Sur ces annonces nouvelles en octobre, les prix affichés ont poursuivi leur hausse. Ils ont atteint en moyenne 12.320 euros/m2, contre 12.060 euros/m2 en septembre, soit une hausse de 2,2% sur un mois. Les disparités sont cependant immenses d'un arrondissement à l'autre, avec par exemple une moyenne de 8.660 euros/m2 dans le 20e et de 16.870 euros/m2 dans le 6e, les deux extrêmes.


A noter que le tarif moyen pour la capitale est supérieur, selon Je rêve d'une maison, d'environ 2.000 euros à celui donné dans les principaux autres baromètres (9.353 euros/m2 en moyenne à Paris au 1er novembre selon Meilleursagents, par exemple).
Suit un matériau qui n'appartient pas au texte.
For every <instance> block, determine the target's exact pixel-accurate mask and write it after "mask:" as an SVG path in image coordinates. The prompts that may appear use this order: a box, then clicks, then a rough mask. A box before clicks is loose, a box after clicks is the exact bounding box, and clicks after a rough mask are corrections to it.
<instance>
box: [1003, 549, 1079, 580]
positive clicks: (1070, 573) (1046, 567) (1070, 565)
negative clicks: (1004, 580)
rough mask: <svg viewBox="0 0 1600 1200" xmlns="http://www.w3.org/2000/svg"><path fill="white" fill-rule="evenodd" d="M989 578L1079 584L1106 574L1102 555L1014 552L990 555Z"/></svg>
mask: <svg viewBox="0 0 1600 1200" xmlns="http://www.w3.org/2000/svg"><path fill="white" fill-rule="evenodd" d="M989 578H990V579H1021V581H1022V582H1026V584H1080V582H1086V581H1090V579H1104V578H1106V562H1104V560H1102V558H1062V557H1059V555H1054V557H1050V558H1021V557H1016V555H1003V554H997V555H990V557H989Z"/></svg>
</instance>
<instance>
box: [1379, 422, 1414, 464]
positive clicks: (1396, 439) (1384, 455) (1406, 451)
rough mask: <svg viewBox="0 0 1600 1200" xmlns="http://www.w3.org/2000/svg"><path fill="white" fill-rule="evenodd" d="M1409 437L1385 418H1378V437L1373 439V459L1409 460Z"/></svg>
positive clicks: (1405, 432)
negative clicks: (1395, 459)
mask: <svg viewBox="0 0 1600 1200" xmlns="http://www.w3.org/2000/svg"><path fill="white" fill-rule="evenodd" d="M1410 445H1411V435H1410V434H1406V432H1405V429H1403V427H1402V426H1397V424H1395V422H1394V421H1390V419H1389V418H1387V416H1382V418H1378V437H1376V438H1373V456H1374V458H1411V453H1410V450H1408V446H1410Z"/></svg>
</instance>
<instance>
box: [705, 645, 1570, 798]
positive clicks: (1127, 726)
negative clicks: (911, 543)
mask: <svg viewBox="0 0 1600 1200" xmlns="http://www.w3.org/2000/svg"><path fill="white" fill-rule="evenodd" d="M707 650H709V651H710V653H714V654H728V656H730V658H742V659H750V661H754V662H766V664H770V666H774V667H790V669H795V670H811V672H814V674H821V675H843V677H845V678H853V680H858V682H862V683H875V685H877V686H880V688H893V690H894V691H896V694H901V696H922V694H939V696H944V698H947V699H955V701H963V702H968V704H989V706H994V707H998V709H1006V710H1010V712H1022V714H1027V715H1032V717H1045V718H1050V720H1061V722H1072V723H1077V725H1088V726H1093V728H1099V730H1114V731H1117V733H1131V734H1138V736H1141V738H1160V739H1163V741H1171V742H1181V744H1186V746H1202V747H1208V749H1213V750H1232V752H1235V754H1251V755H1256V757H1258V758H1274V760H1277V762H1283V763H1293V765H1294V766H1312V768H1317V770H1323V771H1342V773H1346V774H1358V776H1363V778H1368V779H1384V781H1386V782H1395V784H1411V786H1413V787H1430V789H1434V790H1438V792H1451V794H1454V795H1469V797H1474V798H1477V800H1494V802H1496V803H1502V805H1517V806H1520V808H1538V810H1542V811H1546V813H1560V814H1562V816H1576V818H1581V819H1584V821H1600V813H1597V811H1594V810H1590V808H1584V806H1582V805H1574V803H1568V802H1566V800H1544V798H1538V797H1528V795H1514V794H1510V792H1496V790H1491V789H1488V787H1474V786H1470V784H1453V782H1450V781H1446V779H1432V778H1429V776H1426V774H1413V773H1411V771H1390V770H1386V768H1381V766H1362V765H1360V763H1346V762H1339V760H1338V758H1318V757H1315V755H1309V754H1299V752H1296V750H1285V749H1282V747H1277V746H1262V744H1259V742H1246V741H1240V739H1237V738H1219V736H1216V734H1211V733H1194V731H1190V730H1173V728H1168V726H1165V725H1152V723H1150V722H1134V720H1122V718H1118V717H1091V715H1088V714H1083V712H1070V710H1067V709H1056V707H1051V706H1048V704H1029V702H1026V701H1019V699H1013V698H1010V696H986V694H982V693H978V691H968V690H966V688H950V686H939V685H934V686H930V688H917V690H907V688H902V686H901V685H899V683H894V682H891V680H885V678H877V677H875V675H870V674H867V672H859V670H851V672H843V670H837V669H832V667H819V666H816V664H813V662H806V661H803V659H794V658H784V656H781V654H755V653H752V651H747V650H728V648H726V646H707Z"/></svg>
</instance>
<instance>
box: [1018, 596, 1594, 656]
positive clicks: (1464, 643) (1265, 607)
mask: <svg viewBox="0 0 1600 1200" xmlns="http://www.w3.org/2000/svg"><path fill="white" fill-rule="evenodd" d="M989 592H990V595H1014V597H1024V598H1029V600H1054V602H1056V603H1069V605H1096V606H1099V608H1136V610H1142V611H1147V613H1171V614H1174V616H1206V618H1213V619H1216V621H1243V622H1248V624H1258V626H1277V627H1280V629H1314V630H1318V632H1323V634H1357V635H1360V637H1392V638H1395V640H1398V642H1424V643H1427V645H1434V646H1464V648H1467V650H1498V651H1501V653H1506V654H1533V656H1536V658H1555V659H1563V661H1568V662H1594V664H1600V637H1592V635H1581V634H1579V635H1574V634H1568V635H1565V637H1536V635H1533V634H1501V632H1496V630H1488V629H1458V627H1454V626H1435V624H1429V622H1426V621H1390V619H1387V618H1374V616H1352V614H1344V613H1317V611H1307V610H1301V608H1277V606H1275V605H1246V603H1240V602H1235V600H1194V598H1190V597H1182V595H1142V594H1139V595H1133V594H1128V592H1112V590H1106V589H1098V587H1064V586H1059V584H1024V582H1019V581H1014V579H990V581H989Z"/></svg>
Un écart qui s'explique par la méthode utilisée : "Notre baromètre s'appuie sur les prix demandés par les vendeurs -frais d'agence inclus quand il passent par une agence- tandis que les autres utilisent les prix net vendeur chez le notaire. Ces derniers sont non seulement décalés de quelques mois par rapport à l'annonce (et entre-temps les prix ont continué d'augmenter) mais aussi incluent la baisse éventuellement négociée", explique l'autre co-fondateur Stéphane Buthaud.

Or, les négociations sont rares sur les biens qui partent rapidement, c'est-à-dire les biens les plus intéressants. Le prix d'achat moyen de ceux qui sont vendus en moins de sept jours est ainsi de 11.600 euros, soit 720 euros de moins que l'ensemble des offres. Ce tarif - que l'on peut considérer comme "la réalité de l'acquéreur" selon Eric Chatry - n'a pour sa part quasiment pas évolué (hausse de 0,1%) par rapport au mois précédent.


Les appartements pris d'assaut -ceux dont l'annonce est retirée dans les sept jours- représentaient en octobre 19,5% des offres. Si l'on étend à moins de 28 jours, on arrive à 46% (en deux semaines, 11% ; en trois semaines 8,6% et en quatre semaines, 6,9%). Il n'y a pas de mystère, "les 54% restants ont des défauts, demandent de lourds travaux ou sont trop chers", analyse encore Eric Chatry. Finalement, 10% des offres ont même plus d'un an.